Dadabots: artificial intelligence plays death metal live

Depending on how you feel about loud and heavy music in the death metal genre (English death metal, from death - “death”), a new example of using artificial intelligence to create music can be both an ear balm and something for you. something comparable to a plane falling apart during landing. There’s an uninterrupted stream of neural network-generated death metal streaming live on YouTube right now, and regardless of personal musical taste, it’s still undoubtedly an impressive application of AI (Artificial intelligence) in a creative aspect.

Dadabots: artificial intelligence plays death metal live

CJ Carr and Zack Zukowski are two musicians with a strong interest in algorithmically generated music. For several years, the duo has been working on creating a recurrent neural network that can create original compositions after training on datasets from different musical directions. Early experiments included many genres before the duo discovered metal and punk music, both of which proved to be best suited to artificial intelligence.

“We have noticed that electronic and hip-hop music does not lend itself to neural networks for learning as well as organic and electro-acoustic compositions,” the musicians write in their paper. last article. “Music genres like metal and punk seem to work much better, perhaps because the weird artifacts of neural synthesis (noise, chaos, grotesque voice mutations) are aesthetically suited to these styles. In addition, their fast tempo and use of free-flowing performance techniques fit well with rhythmic distortions. SampleRNN (a tool for training neural networks of sound generation)."

The end result of the partners' work is called dadabots.
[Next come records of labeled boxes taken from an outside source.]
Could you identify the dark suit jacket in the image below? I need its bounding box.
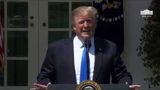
[37,38,132,84]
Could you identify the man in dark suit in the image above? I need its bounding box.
[34,6,140,90]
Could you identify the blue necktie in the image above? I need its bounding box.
[80,41,90,82]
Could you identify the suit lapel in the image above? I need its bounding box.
[64,39,76,84]
[93,39,103,81]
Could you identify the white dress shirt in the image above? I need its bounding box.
[73,36,95,84]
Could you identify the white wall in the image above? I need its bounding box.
[123,0,160,90]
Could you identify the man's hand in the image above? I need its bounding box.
[129,85,141,90]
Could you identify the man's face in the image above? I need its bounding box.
[73,12,96,40]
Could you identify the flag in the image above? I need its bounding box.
[0,7,4,72]
[93,0,124,53]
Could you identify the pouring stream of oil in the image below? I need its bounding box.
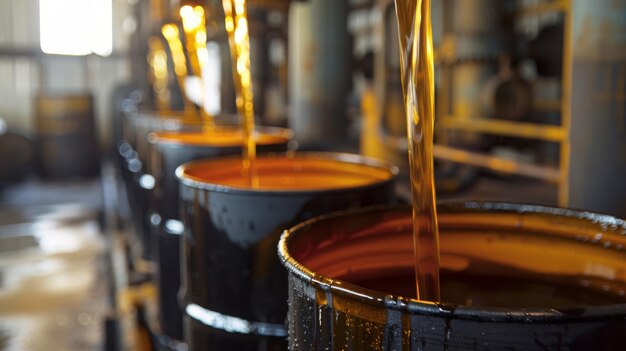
[395,0,440,301]
[222,0,259,188]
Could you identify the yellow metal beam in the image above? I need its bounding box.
[439,116,568,142]
[433,145,561,184]
[518,0,570,17]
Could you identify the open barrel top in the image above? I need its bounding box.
[278,202,626,323]
[176,152,398,193]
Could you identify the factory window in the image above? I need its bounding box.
[39,0,113,56]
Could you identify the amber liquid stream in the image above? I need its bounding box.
[222,0,259,188]
[395,0,440,301]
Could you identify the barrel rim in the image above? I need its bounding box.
[176,151,399,196]
[148,125,294,148]
[278,201,626,323]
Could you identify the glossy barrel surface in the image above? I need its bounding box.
[279,203,626,350]
[177,153,397,350]
[149,127,292,340]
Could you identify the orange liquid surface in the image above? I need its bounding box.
[180,157,393,191]
[156,130,289,147]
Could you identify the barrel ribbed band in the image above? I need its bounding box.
[185,304,287,337]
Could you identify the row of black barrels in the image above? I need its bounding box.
[118,109,322,350]
[113,107,626,350]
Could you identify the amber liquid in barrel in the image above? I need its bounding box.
[395,0,439,301]
[185,157,392,191]
[156,128,289,147]
[222,0,258,187]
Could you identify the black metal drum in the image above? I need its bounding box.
[177,153,397,350]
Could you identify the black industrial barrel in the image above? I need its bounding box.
[279,202,626,350]
[177,153,397,350]
[35,94,100,179]
[148,125,293,345]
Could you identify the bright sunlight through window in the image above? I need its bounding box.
[39,0,113,56]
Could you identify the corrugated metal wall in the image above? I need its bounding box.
[0,0,139,143]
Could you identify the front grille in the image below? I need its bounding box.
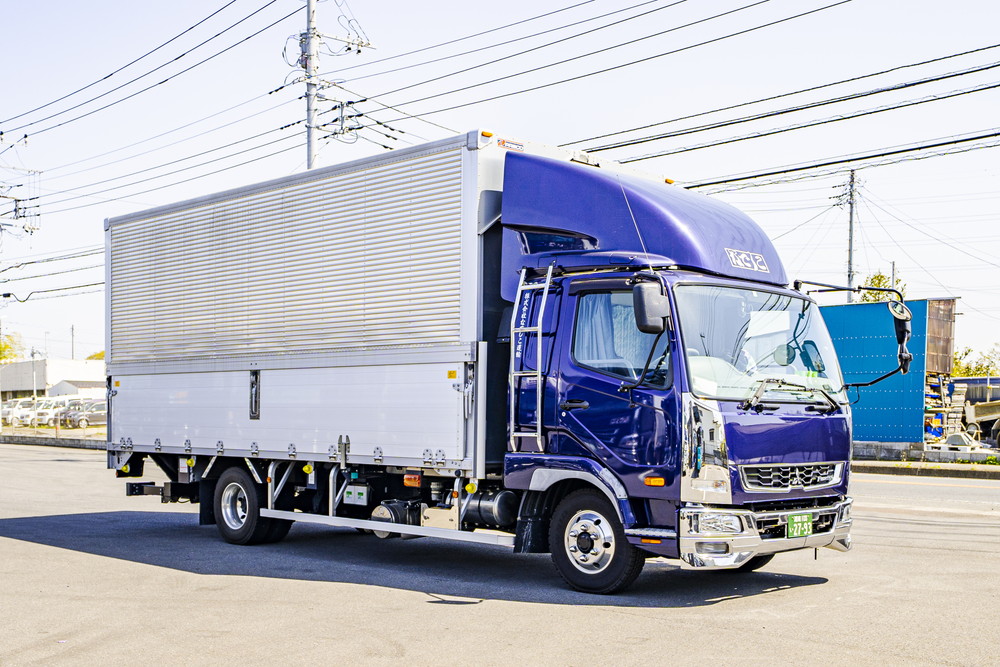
[741,496,844,514]
[740,463,844,491]
[757,511,837,540]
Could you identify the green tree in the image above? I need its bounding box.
[861,271,906,303]
[951,344,1000,377]
[0,334,24,361]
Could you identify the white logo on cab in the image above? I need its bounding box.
[726,248,771,273]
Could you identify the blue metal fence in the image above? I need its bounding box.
[820,301,927,442]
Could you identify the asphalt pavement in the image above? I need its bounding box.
[0,445,1000,666]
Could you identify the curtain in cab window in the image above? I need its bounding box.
[573,292,666,384]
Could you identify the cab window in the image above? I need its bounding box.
[573,291,671,387]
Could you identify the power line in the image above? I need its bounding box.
[332,83,458,132]
[330,0,594,73]
[376,0,852,122]
[559,44,1000,150]
[48,140,305,215]
[37,86,302,185]
[0,247,104,273]
[619,77,1000,164]
[0,280,104,303]
[332,0,662,83]
[584,57,1000,153]
[771,209,837,241]
[685,131,1000,190]
[383,0,768,113]
[37,120,305,206]
[0,264,104,283]
[0,0,236,130]
[359,0,688,99]
[3,0,302,135]
[865,188,1000,268]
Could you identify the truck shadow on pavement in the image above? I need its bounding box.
[0,511,827,608]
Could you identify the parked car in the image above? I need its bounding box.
[56,398,99,426]
[0,398,24,426]
[32,396,74,426]
[70,401,108,428]
[5,398,38,426]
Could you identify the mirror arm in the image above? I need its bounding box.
[792,280,903,301]
[838,364,903,393]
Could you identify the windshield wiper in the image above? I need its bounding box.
[739,378,840,412]
[740,378,809,410]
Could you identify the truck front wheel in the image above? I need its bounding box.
[215,467,291,544]
[549,489,646,594]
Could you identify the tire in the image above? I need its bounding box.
[214,468,292,544]
[549,489,646,595]
[719,554,774,573]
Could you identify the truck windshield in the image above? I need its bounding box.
[674,285,845,403]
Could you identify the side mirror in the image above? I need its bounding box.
[801,340,826,373]
[888,301,913,375]
[632,282,670,334]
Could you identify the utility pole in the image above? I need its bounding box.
[847,169,856,303]
[299,0,320,169]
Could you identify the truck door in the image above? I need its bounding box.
[550,279,677,474]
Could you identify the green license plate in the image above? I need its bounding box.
[785,514,812,537]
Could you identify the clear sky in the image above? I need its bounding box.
[0,0,1000,358]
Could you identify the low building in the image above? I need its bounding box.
[0,359,106,400]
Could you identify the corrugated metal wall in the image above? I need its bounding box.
[109,148,463,363]
[820,301,927,442]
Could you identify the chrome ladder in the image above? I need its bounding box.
[507,264,553,452]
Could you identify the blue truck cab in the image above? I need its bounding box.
[500,153,851,592]
[105,132,909,593]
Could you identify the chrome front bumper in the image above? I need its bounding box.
[678,498,853,569]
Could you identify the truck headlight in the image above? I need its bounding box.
[692,514,743,533]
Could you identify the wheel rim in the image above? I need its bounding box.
[221,482,247,530]
[563,510,615,574]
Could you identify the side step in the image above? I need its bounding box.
[260,509,514,547]
[125,482,198,503]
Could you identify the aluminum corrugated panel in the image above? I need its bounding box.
[108,148,462,363]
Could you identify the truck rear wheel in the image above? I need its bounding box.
[549,489,646,594]
[215,468,292,544]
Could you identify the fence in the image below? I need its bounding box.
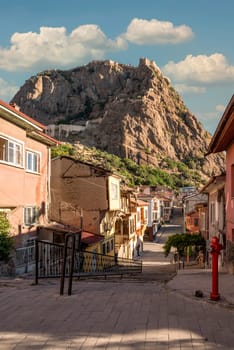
[35,241,142,283]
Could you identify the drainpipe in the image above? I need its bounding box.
[46,147,51,222]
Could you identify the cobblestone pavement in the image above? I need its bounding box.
[0,209,234,350]
[0,279,234,350]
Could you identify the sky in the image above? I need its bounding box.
[0,0,234,134]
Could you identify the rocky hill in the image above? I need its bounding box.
[11,58,224,182]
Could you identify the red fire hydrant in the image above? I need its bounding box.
[210,237,223,301]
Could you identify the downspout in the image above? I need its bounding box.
[46,147,51,222]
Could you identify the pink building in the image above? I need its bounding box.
[208,95,234,273]
[0,100,58,245]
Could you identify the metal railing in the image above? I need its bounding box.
[35,241,142,283]
[15,241,35,274]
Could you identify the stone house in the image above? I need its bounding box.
[50,156,121,255]
[137,186,163,241]
[0,100,59,247]
[183,192,208,239]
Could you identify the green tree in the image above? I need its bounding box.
[0,213,14,261]
[163,233,206,256]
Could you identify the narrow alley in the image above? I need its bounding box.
[0,206,234,350]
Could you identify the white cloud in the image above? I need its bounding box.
[123,18,194,45]
[0,78,19,101]
[0,24,127,71]
[162,53,234,84]
[174,84,206,94]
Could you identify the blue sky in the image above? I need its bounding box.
[0,0,234,133]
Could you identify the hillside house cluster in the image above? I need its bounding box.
[0,101,173,266]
So far, the neural network has already released 10 albums inspired by musical groups such as Dillinger Escape Plan, Meshuggah and NOFX. Also, in addition to creating music, algorithms were created to generate album art and track titles.

The new Dadabots project is a live stream on YouTube called "Relentless Doppleganger". For this broadcast, Dadabots received music training from the Canadian band Archspire. In a recent interview, CJ Carr said that the system was better at accepting Archspire's fast and technical metal than anything it had been given before.

“Most of the networks we coached were making bad music—musical soup,” CJ Carr told Motherboard. "The tracks were unstable and literally fell apart."

But with death metal, the output was so good that the musicians launched a live stream that autonomously plays everything that the neural network generates in real time. The result is a heartbreakingly intense stream of non-stop death metal.

You can listen to Dadabots live broadcast in the player below.